Double-hybrid density-functional theory applied to molecular crystals
Kamal Sharkas (LCT), Julien Toulouse (LCT), Lorenzo Maschio,, Bartolomeo Civalleri

TL;DR
This study evaluates various double-hybrid density-functional approximations combined with LMP2 for calculating lattice energies of molecular crystals, finding that some methods achieve accuracy comparable to LMP2 but generally do not outperform it.
Contribution
The paper systematically compares double-hybrid density functionals with LMP2 for molecular crystal lattice energies, highlighting the accuracy of PBEsol-based double-hybrids.
Findings
Double-hybrid methods outperform Kohn-Sham calculations.
PBEsol-based double-hybrids achieve ~6 kJ/mol accuracy.

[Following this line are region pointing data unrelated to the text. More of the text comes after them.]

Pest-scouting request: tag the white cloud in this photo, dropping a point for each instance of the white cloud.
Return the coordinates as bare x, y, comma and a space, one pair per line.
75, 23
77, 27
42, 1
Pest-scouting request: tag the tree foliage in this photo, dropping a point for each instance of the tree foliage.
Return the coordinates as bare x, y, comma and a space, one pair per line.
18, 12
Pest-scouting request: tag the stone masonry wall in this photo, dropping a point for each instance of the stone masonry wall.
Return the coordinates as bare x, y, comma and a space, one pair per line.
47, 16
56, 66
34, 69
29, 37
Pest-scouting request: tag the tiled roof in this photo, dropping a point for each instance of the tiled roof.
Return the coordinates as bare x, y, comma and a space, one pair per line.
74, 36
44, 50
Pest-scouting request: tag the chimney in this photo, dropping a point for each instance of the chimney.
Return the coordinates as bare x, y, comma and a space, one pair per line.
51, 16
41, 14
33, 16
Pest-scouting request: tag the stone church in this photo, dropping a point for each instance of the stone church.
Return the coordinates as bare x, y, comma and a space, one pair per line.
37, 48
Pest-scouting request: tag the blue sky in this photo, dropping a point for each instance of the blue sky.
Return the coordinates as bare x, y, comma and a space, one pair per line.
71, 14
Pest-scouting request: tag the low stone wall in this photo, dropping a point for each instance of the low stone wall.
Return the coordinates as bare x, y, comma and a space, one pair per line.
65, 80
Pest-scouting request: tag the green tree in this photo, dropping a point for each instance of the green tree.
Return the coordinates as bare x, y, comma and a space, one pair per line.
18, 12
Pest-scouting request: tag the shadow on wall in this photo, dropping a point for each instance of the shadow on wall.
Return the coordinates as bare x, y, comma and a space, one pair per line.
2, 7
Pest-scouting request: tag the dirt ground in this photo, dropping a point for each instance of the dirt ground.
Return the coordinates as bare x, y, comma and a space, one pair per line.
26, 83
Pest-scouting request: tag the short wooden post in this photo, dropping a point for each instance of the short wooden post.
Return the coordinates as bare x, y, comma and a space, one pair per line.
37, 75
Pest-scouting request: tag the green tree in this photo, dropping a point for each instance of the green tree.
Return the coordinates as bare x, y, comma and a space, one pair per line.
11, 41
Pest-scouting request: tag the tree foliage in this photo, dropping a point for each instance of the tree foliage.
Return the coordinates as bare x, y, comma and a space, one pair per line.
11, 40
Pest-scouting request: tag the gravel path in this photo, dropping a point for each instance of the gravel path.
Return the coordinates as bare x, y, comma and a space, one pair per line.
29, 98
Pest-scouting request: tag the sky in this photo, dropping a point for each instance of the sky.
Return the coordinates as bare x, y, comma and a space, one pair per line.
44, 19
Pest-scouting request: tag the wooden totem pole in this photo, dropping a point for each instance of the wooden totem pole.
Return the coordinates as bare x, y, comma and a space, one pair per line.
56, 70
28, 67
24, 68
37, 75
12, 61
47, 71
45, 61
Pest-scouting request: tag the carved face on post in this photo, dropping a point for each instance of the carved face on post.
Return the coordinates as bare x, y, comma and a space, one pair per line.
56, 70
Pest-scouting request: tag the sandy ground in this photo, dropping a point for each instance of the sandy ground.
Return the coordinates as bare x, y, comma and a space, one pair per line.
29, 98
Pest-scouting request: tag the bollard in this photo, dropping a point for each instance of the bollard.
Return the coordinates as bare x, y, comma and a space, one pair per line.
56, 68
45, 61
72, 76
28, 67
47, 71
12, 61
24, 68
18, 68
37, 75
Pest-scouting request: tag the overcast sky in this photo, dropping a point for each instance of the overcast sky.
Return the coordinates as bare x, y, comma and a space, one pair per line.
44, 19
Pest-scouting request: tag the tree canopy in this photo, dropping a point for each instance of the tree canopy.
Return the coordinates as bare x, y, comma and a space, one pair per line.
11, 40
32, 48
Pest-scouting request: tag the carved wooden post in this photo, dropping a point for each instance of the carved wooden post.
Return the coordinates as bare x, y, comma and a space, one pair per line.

Results verified on dimers and HCN crystal.
Abstract
We test the performance of a number of two- and one-parameter double-hybrid approximations, combining semilocal exchange-correlation density functionals with periodic local second-order M{\o}ller-Plesset (LMP2) perturbation theory, for calculating lattice energies of a set of molecular crystals: urea, formamide, ammonia, and carbon dioxide. All double-hybrid methods perform better on average than the corresponding Kohn-Sham calculations with the same functionals, but generally not better than standard LMP2. The one-parameter double-hybrid approximations based on the PBEsol density functional gives lattice energies per molecule with an accuracy of about 6 kJ/mol, which is similar to the accuracy of LMP2. This conclusion is further verified on molecular dimers and on the hydrogen cyanide crystal.